Data P3KE sendiri merupakan suatu sistem yang memuat data by name, by address, dan by Nomor Induk Kependudukan (NIK) yang berisi sekitar 80 persen penduduk, serta diurutkan berdasarkan peringkat kesejahteraannya.
"Nasional itu saat ini stoknya 1,4 juta ton. Kemudian bantuan pangan ini kalau sebulan rata-rata (membutuhkan) 240-250 ribu ton se-Indonesia. Kemudian Bapak Presiden tentunya setiap minggu kita punya weekly meeting untuk memastikan stok itu tercukupi dan hampir semua gudang Bulog se-Indonesia itu kalau Pak Presiden visit mulai dari Jayapura, Biak, Kupang, Nagekeo, Manggarai Barat, Palembang, Padang, Lampung, semua kalau kita cek, semuanya punya stok," jelas Arief.
Arief menyampaikan, idealnya pemenuhan stok pangan strategis bersumber dari produksi dalam negeri. Namun, jika terdapat proyeksi penurunan produksi, langkah antisipasi risiko harus diterapkan.

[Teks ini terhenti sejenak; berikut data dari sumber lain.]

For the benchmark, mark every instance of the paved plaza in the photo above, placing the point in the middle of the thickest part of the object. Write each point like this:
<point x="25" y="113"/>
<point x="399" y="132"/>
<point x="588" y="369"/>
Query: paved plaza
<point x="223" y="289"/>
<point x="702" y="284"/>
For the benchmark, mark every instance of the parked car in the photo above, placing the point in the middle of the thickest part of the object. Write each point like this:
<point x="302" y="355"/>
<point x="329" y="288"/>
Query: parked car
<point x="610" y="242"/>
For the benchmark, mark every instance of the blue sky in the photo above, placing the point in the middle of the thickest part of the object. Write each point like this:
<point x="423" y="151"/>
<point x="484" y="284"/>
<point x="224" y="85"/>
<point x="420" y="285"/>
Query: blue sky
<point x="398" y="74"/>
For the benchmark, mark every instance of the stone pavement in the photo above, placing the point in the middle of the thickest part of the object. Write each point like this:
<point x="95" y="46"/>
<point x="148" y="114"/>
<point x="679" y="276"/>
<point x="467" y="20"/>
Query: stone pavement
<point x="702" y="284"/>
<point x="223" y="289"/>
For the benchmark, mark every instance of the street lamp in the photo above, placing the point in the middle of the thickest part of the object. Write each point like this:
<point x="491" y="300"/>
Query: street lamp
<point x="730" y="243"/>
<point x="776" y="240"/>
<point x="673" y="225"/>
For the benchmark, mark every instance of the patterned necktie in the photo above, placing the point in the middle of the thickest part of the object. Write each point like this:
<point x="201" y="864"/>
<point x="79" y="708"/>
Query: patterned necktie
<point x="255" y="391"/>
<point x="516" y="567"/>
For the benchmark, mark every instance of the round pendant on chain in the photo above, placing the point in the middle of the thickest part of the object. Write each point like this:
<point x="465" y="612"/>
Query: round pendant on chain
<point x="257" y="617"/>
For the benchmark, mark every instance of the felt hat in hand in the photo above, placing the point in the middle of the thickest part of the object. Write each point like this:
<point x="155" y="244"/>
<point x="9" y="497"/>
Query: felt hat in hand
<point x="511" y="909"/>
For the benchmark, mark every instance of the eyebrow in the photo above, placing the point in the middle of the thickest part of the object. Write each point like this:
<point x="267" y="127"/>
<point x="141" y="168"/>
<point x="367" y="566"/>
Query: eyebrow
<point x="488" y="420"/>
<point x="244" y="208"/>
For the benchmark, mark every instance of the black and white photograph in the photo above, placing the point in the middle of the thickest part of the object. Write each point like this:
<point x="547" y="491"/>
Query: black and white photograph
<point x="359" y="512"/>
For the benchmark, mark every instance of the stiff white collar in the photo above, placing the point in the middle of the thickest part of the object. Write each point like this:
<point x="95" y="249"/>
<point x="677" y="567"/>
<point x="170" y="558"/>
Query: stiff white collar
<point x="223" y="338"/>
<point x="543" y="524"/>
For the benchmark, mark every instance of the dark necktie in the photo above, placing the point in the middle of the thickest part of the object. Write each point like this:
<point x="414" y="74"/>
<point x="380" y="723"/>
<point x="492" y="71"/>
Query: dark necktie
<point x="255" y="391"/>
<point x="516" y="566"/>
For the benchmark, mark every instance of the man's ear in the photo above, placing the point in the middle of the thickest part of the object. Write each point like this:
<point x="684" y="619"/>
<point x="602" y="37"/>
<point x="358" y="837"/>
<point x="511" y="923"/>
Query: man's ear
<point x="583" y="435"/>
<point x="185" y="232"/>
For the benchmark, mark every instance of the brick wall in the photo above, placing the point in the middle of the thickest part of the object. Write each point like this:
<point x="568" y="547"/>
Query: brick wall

Badang Pusat Statistik, lanjutnya, sudah menyampaikan bahwa proyeksi produksi di bulan Januari dan Februari mengalami penurunan. Sehingga, importasi dilakukan untuk menjaga stabilisasi stok beras pemerintah dan hanya akan dikuasi oleh Bulog.
"Dalam kondisi shortage seperti sekarang, kalau Bulog masuk melakukan penyerapan produksi beras dalam negeri, justru malah akan mendorong peningkatan harga. Ujung-ujungnya nanti di tingkat pembeli, daya belinya menurun dan akan memicu inflasi. Bulog masuk (menyerap) saat harga di tingkat petani sudah mulai menurun, misalnya saat sedang panen raya nanti," katanya.